A outra insurreição [...] acontece no Peru em novembro de 1780. Seu chefe é José Gabriel Condorcanqui, que se dizia bisneto do décimo-sexto inca, executado em 1571 em Cuzco. José Gabriel passa a usar o nome do seu bisavô, Tupac Amaru; é cacique da província de Tuita e foi aluno brilhante em Colégio de Nobres. Ainda que tenha traços de origem indígena, Condoscanqui se veste como um cavalheiro espanhol e mostra um comportamento e uma cultura refinados. Seu movimento é claramente social: é contra a brutal exploração do índios nas minas e nas oficinas artesanais; contra os castigos físicos executados pelos amos e autoridades coloniais; contra a violência; as cobranças e multas dos corregedores, temíveis funcionários; contra os tributos abusivos.

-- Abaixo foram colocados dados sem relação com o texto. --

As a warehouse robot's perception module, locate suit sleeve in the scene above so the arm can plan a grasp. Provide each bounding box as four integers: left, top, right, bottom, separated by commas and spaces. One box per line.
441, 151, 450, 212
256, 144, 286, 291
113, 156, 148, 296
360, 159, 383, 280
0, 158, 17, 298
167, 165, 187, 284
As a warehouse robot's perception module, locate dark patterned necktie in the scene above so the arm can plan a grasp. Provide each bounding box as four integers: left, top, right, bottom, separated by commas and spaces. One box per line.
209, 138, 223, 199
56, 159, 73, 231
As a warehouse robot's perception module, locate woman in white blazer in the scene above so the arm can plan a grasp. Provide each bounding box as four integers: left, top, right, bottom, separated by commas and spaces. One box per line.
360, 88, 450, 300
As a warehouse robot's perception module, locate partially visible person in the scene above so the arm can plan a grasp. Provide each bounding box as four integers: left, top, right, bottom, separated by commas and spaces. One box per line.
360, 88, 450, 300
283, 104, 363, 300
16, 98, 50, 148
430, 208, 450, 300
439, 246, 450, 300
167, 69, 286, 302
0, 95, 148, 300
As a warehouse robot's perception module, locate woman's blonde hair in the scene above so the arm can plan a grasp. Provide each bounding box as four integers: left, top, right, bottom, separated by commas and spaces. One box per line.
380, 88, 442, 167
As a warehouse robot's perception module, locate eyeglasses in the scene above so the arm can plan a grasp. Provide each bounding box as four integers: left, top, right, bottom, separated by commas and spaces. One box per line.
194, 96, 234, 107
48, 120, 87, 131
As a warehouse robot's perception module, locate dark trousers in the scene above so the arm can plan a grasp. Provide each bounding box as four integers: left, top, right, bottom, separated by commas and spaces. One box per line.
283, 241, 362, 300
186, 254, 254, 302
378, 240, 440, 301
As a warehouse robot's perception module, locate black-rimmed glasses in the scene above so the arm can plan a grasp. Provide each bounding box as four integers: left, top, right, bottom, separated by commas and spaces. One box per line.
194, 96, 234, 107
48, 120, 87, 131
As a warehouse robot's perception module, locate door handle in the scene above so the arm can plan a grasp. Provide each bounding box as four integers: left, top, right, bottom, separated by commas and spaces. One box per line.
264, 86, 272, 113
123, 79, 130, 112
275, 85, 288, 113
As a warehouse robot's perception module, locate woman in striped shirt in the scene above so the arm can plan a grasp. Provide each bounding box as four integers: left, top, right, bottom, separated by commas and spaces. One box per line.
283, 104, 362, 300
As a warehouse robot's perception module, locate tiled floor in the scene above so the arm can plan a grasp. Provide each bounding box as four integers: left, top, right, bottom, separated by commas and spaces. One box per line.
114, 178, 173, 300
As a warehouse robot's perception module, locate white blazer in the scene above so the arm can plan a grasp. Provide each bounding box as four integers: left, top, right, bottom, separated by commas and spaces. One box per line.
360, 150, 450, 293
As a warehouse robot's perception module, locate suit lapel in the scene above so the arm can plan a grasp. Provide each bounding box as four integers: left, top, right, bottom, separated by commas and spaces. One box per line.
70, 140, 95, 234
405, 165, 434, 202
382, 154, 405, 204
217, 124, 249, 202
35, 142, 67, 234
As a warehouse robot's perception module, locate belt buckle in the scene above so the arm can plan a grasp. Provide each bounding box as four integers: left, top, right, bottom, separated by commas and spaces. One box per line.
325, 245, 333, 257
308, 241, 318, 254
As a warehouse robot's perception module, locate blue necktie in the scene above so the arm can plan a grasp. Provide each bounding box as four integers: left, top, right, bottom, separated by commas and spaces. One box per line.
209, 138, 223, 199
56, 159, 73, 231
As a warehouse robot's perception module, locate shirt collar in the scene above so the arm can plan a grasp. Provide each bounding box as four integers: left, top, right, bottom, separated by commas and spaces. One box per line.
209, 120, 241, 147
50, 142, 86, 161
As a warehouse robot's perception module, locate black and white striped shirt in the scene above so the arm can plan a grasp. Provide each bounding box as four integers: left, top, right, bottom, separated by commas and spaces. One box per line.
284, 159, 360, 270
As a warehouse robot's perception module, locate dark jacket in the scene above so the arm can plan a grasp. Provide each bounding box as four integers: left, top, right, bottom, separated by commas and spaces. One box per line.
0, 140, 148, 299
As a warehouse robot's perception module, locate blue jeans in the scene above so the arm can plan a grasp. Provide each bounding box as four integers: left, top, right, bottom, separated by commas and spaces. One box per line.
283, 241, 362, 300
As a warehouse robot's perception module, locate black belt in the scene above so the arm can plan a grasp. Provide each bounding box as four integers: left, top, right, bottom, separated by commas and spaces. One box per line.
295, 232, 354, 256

A sublevação de Tupac Amaru, que conta também com o apoio de outros líderes como Tomás Catari e Tupac Catari [...], sacode o império espanhol e seus ecos chegam a Buenos Aires e Santiago do Chile. As massas nativas do Peru, de grande parte da Bolívia e de regiões do norte argentino, somam-se ao movimento. Após intensas batalhas, nas quais os índios mostram grande valentia, mas também indisciplina, o poder espanhol triunfa e José Gabriel tem seu corpo esquartejado por quatro cavalos. Previamente, cortaram-lhe a língua. Depois de morto, cortaram-lhe a cabeça. Pedaços de seu corpo foram levados no lombo de mulas aos lugares onde a insurreição fora mais forte. Ficaram expostos para lição daqueles que pretendessem seguir seu exemplo. Não obstante, três anos mais tarde, a rebelião ressurge novamente, desta vez liderada por Felipe Velazco, que adota o nome de Tupac Amaru Yupanqui. Entre o povo, corre o boato de que Tupac Amaru não está morto.

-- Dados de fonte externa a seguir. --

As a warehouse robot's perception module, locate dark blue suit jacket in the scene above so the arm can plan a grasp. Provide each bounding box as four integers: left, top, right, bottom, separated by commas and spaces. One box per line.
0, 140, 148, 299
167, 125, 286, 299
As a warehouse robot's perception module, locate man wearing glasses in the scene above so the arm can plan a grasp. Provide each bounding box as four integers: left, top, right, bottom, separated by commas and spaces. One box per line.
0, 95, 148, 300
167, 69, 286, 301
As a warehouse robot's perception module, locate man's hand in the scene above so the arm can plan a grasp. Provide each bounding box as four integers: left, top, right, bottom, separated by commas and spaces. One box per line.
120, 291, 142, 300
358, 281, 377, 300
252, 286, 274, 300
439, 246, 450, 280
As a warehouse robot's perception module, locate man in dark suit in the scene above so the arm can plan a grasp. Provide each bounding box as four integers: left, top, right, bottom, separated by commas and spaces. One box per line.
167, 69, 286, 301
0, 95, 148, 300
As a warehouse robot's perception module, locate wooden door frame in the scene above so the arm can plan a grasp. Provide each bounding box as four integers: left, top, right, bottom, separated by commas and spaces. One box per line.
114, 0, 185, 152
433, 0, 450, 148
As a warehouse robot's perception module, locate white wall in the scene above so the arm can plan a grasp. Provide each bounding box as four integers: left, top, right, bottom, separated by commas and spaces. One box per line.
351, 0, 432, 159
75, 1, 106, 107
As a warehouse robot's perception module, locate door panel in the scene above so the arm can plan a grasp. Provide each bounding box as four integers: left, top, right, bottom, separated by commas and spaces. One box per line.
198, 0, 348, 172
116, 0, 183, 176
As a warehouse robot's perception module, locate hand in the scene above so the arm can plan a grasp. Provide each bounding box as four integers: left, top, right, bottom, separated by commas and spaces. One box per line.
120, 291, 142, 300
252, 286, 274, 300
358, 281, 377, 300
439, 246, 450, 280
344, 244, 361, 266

Os historiadores discordam sobre os objetivos finais do formidável movimento de Tupac Amaru. O autor do mais importante trabalho sobre o assunto, Boleslao Lewin, opina que o objetivo perseguido é a total expulsão dos espanhóis e a instauração de um Estado indígena.

POMER, León. História da América Hispano-indígena. São Paulo: Global, 1983. p. 122-123.